Revealing Algorithmic Deductive Circuits for Logical Reasoning
Phuong Minh Nguyen, Tien Huu Dang, Naoya Inoue
Why It Matters
What makes this one worth your time
Understanding the internal mechanisms of LLMs in logical reasoning can enhance model interpretability and guide the development of more efficient reasoning systems.
The study localizes attention heads in LLMs that drive logical reasoning processes.
Summary
The paper investigates how Large Language Models (LLMs) perform logical reasoning by identifying specific attention heads responsible for reasoning steps and analyzing the information flow between them using a symbolic-aided Chain-of-Thought prompting framework.
Key contributions
- Localization of attention heads responsible for specific reasoning steps.

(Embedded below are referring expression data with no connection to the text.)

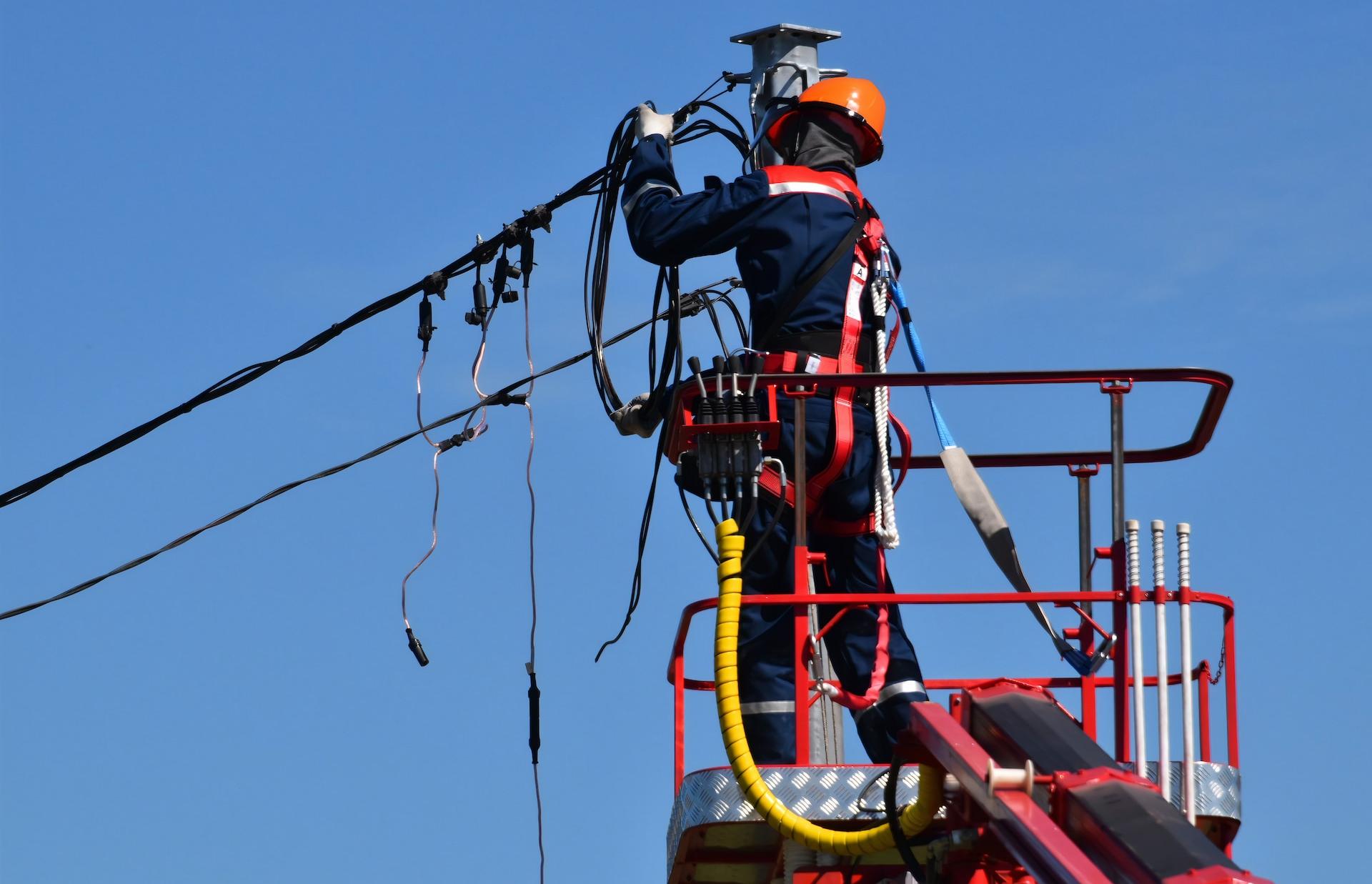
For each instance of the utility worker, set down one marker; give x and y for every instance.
(802, 232)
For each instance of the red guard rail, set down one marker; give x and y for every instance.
(1218, 386)
(1200, 675)
(1080, 465)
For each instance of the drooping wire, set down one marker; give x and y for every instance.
(635, 592)
(475, 257)
(532, 581)
(496, 398)
(438, 450)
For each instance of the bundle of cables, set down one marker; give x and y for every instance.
(665, 367)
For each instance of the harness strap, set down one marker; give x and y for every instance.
(787, 180)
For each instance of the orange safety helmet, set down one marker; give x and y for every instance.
(852, 99)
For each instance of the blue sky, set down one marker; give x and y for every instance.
(189, 190)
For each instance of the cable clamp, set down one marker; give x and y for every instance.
(467, 435)
(437, 284)
(692, 304)
(507, 398)
(540, 217)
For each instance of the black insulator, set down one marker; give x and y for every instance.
(437, 284)
(526, 256)
(426, 322)
(416, 648)
(534, 693)
(479, 304)
(504, 274)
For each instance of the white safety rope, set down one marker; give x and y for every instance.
(884, 499)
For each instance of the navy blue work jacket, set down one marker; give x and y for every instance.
(780, 238)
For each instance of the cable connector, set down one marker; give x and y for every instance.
(540, 217)
(504, 272)
(467, 435)
(416, 648)
(426, 322)
(534, 693)
(507, 398)
(692, 302)
(479, 304)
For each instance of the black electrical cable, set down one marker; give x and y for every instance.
(893, 818)
(738, 320)
(596, 274)
(674, 309)
(499, 397)
(696, 525)
(479, 254)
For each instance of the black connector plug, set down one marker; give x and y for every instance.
(416, 648)
(426, 322)
(479, 304)
(534, 693)
(504, 274)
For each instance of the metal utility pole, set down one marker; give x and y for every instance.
(785, 62)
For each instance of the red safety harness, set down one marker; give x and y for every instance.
(784, 182)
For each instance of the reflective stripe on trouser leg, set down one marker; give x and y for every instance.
(880, 725)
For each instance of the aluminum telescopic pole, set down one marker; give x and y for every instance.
(1188, 750)
(1160, 607)
(1140, 742)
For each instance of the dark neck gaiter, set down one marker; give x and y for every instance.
(818, 143)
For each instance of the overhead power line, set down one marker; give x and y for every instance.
(692, 304)
(482, 253)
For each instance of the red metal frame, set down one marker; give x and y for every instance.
(1024, 830)
(1218, 386)
(681, 684)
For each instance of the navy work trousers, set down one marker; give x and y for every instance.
(767, 632)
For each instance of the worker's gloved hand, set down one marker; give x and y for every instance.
(652, 122)
(635, 419)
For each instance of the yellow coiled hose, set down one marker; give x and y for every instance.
(913, 820)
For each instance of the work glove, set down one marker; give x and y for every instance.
(652, 122)
(635, 419)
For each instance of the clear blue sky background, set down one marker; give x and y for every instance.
(189, 189)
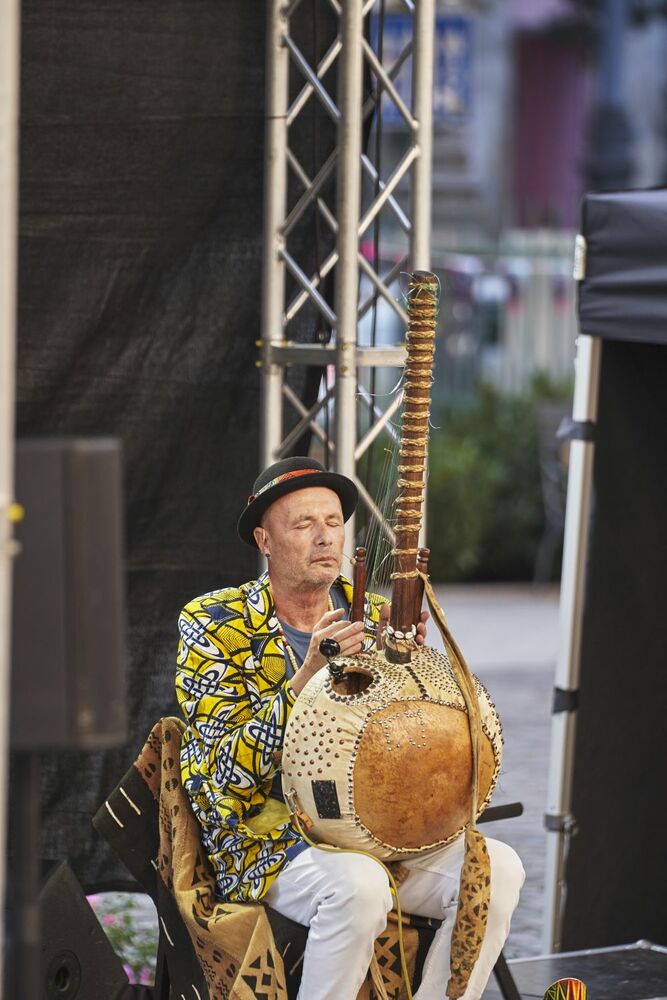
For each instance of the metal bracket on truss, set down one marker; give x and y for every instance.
(351, 166)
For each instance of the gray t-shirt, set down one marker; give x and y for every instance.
(299, 642)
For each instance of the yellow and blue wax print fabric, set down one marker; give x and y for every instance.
(236, 700)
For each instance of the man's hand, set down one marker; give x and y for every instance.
(385, 612)
(332, 625)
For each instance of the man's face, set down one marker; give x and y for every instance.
(304, 533)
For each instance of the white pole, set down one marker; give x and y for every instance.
(580, 477)
(9, 87)
(422, 109)
(275, 201)
(349, 214)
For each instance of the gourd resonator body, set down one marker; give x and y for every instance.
(388, 769)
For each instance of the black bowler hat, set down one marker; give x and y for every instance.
(285, 477)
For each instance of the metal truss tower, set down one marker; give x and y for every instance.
(358, 283)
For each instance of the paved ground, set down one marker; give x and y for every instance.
(508, 634)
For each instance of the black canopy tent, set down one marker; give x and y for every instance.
(607, 810)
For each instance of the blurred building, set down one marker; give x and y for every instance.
(517, 83)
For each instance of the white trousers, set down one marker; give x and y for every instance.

- Characterization of information transfer among attention heads using causal mediation analysis.
Notable insights
- Only about 3% of attention heads are specialized for retrieving factual and rule-based information.
- Higher layers in LLMs are crucial for integrating information and developing global reasoning strategies.
Possible limitations
- Not stated in the abstract
Abstract
arXiv:2605.27824v1 Announce Type: new Abstract: Recent studies have shown that Large Language Models (LLMs) can achieve strong reasoning performance by incorporating functional symbolic representations that abstractly describe graph traversal algorithms and step-by-step reasoning in few-shot learning settings. However, it remains unclear how LLMs genuinely understand the abstract meaning of each reasoning step and the overall algorithm from only a limited number of demonstrations. This work aims to localize the attention heads responsible for individual reasoning steps and characterize the types of information transferred among them. We first align constituent reasoning steps with their corresponding token logits under a symbolic-aided Chain-of-Thought (CoT) prompting framework. Our analysis shows that token positions that steer the reasoning process are associated with low confidence scores caused by constraints on satisfying reasoning behavior patterns in demonstrations. We then adopt causal mediation analysis techniques to identify the attention heads responsible for these patterns. In addition, our findings indicate that LLMs retrieve factual and rule-based information for individual sub-reasoning tasks through specialized attention heads (approximately 3% total heads), whereas higher layers predominantly facilitate information integration and the emergence of global reasoning strategies (e.g., graph traversal algorithms) that coordinate multiple intermediate reasoning steps to solve the overall task.